[PATCH] D106910: [Support]: Introduce the `HashBuilder` interface.

Tue Aug 3 15:08:19 PDT 2021

dexonsmith requested changes to this revision.
dexonsmith added a comment.
This revision now requires changes to proceed.

Updates look great; a few more comments inline.

Since the ultimate goal is to make it easy for higher-level logic to use a stable hash across different architectures, I realize that endianness could be important too for the hashable-data overloads.
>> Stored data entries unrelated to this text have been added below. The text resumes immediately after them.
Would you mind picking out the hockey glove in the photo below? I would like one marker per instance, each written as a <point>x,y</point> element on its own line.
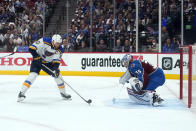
<point>136,84</point>
<point>56,73</point>
<point>37,61</point>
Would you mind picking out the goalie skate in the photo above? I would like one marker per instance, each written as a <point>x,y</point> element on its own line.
<point>21,97</point>
<point>157,100</point>
<point>66,96</point>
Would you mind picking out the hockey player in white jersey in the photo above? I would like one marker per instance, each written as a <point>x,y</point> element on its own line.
<point>143,79</point>
<point>45,51</point>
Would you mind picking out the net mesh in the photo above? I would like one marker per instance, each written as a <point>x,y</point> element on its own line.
<point>188,67</point>
<point>185,51</point>
<point>193,77</point>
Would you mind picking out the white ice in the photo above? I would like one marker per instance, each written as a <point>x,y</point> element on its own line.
<point>44,109</point>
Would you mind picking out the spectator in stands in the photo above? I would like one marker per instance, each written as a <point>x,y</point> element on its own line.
<point>101,46</point>
<point>154,46</point>
<point>176,45</point>
<point>9,46</point>
<point>118,47</point>
<point>168,46</point>
<point>164,34</point>
<point>17,40</point>
<point>23,47</point>
<point>127,47</point>
<point>68,47</point>
<point>83,47</point>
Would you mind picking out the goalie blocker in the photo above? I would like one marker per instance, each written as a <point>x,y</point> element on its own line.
<point>144,79</point>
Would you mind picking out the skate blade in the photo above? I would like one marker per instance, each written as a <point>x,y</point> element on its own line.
<point>20,99</point>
Have you considered what to do there?

One idea: add an endianness template parameter to HashBuilder:

  template <class HasherT, support::endianness Endianness = support::native>
  class HashBuilder;

then change the `update` overloads for hashable data to hash the result of `support::endian::byte_swap(V, Endianness)`. In the common case (`native`) the copy/etc should get optimized out. WDYT?

================
Comment at: llvm/include/llvm/Support/HashBuilder.h:86-94
+  /// Implement hashing for hashable data types, e.g. integral, enum, or
+  /// floating-point values.
+  ///
+  /// The value is simply treated like a bag of bytes.
+  template <class T>
+  std::enable_if_t<hash_builder::detail::IsHashableData<T>::value>
+  update(T Value) {
----------------
Please use `makeArrayRef()` to avoid splitting the pointer from the size.
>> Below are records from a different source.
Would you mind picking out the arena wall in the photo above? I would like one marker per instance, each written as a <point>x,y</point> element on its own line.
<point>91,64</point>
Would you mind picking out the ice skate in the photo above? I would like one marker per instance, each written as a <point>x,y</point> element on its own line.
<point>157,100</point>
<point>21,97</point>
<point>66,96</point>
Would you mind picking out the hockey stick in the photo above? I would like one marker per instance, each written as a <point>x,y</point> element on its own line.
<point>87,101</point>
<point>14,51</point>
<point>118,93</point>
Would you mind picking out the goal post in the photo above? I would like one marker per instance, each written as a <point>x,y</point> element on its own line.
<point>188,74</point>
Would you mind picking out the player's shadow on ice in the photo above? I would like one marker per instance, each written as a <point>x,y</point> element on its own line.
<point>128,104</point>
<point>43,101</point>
Also, I wonder if this should take into account endianness.

================
Comment at: llvm/include/llvm/Support/HashBuilder.h:195
+  typename std::enable_if<(sizeof...(Ts) > 1)>::type update(const Ts &...Args) {
+    std::tuple<const Ts &...> Unused{(update(Args), Args)...};
+  }
----------------
I think you can drop the name here too.

================
Comment at: llvm/include/llvm/Support/HashBuilder.h:205-207
+  template <typename RangeT> void updateRange(const RangeT &Range) {
+    updateRange(adl_begin(Range), adl_end(Range));
+  }
----------------
I think it's important to have `updateRange` overloads for `ArrayRef` (at least for `uint8_t`) and `StringRef` that directly call `updateBytes` rather than iterating.

================
Comment at: llvm/include/llvm/Support/HashBuilder.h:220-224
+  /// Update the hash with a "bag of bytes". This does not rely on `HasherT` to
+  /// take `Size` into account.
+  void updateBytes(const uint8_t *Ptr, size_t Size) {
+    updateBytes(ArrayRef<uint8_t>(Ptr, Size));
+  }
----------------
I don't think we should add this overload. The rare call site can call `makeArrayRef` itself, encouraging it to push ArrayRef further up the stack.

================
Comment at: llvm/unittests/Support/HashBuilderTest.cpp:26-36
+template <> auto finalHash<MD5>(MD5 &Hasher) {
+  MD5::MD5Result MD5Res;
+  Hasher.final(MD5Res);
+  return MD5Res.words();
+}
+
+template <> auto finalHash<SHA1>(SHA1 &Hasher) { return Hasher.final().str(); }
----------------
Can MD5 be updated in a prep patch to have an overload of `final` like this so this bridge code isn't needed?

================
Comment at: llvm/unittests/Support/HashBuilderTest.cpp:38-44
+template <typename HasherT, typename... Ts>
+static auto computeHash(const Ts &...Args) {
+  HasherT Hasher;
+  HashBuilder<HasherT> HBuilder(Hasher);
+  HBuilder.update(Args...);
+  return finalHash(HBuilder.Hasher);
+}
----------------
Seeing this boilerplate makes me wonder if the builder API could be improved with something like:
- Add an `Optional<HasherT>` data member and a default constructor for `HashBuilder` that constructs it.
- Make `update*` return `HashBuilder&`.
- Add a `HashBuilder::final()` that returns `HasherT::final()` (after adding it to MD5 as above).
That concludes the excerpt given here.